Using “Beat” is boring. Give it a life.- ReWriteDr tip

September 2, 2011

A spec screenplay is a reader’s experience.   When you use the word, “beat” that experience becomes boring.  A “beat” is just a place holder when nothing happens.  Gee, that’s exciting to read.  Using a gesture or movement can actually add to your scene.  It can show character or tension.  For instance:

CARRIE: I don’t want to talk about this. (beat) I want to talk about us.

Examples of substituting “beat”.

CARRIE: I don’t want to talk about this. (smiles) I want to talk about us.

CARRIE: I don’t want to talk about this. (looks down) I want to talk about us.

CARRIE: I don’t want to talk about this. (slaps the table) I want to talk about us.

CARRIE: I don’t want to talk about this. (takes a deep breath) I want to talk about us.

Each substitution of “beat” added character or tension to the scene.

Should you never use “beat”?  95% of beats should be an action.

A “beat” shouldn’t be a pause in life; it should have a life in your script.

ReWriteDr Tip: YOUR TITLE PAGE – What should be on it and what shouldn’t be on it.

July 26, 2011

Your title page is your introduction to the reader.  What to make a good impression?  Format it correctly.

Do put on the title page

  • Title
  • written by
  • Your contact information.

That’s all!!!!


written by

Stephen W. Buehler

(In the lower left or right hand corner, email address, street address and phone number)

  • 4804 Laurel Canyon Blvd. #506
  • Valley Village,CA91607
  • 818-510-1716

If you wrote the screenplay with someone else you use the “&” sign. – You’re a writing team.

written by

Stephen W. Buehler & Albert Einstein

The “and” is used when the first writer has now gone and they’re hired a second writer.

written by

Albert Einstein and Stephen W. Buehler

Don’t put on the title page:

  • WGA registered – If you want the receiver of your script to view you as a professional, they assume that you have already  registered your script – that’s what professionals do.  Amateurs put WGA#.
  • The © symbol.  Same as above.  It’s not necessary.
  • “All Rights Reserved”.  Same as above.  It’s not necessary.
  • Any image, design or cute figure.   Keep it clean and simple.

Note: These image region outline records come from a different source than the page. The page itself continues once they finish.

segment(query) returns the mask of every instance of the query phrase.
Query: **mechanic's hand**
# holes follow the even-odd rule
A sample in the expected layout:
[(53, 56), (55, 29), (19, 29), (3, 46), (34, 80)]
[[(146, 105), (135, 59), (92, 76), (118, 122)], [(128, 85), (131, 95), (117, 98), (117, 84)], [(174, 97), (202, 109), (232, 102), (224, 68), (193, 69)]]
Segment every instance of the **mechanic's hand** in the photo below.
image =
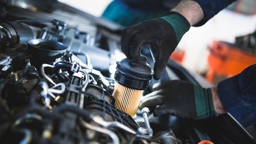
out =
[(158, 80), (183, 35), (190, 24), (182, 15), (171, 12), (160, 18), (143, 21), (124, 29), (122, 34), (121, 48), (128, 59), (141, 61), (141, 49), (150, 44), (158, 50), (154, 78)]
[(173, 114), (184, 118), (204, 119), (216, 115), (210, 88), (175, 80), (157, 83), (151, 93), (144, 96), (139, 109), (156, 106), (155, 115)]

If you place those items on the title page, you’re saying, “If you steal my idea, I’m going to sue you.”  Wow.  That’s not a good way to start a relationship.  They know the score and they hope you do too.

You want them to read all the pages of your script.  Don’t make them stop at the TITLE PAGE. 

ReWriteDr’s favorite books on screenwriting.

July 15, 2011

There are plenty of screenwriting books out there.  Everyone one has their favorites.   Certain books seem to speak to you just at the right time.  However, over the years the following four books are the ones I’ve gone back to again and again.

1.  Syd Field’s – SCREENPLAY is still the holy book when it comes to structure.  It’s been around forever but it’s still relevant today.  It should be the first book any new writer reads.

2.  Linder Seager’s – HOW TO MAKE A GOOD SCRIPT GREAT is excellent with character development and the rewriting process.

3.  Blake Synder’s – SAVE THE CAT, (The last screenwriting book you’ll ever need), isn’t quite that but written in a  causal conversational manner, it reinvents the Beat Sheet.  Plus it renames 10 different genres according to what they need to accomplish and how your script should fall into one of them.  It’s a new way of thinking about screenwriting.

4.  Lastly, William M. Aker’s – YOUR SCREENPLAY SUCKS! – is a great checklist after you’re done a draft and before you send it out, besides being just a fun read.

What are your favorites?

ReWriteDr Tip: Use a “Ticking Clock” to make it a page turner.

June 29, 2011

Use a ‘ticking clock’ to build suspense.  A ticking clock is a way to give the story tension and drama.  It makes the reader want to turn the page to see what happens next.  Give your main character a task to accomplish before a certain time or there will be dire consequences.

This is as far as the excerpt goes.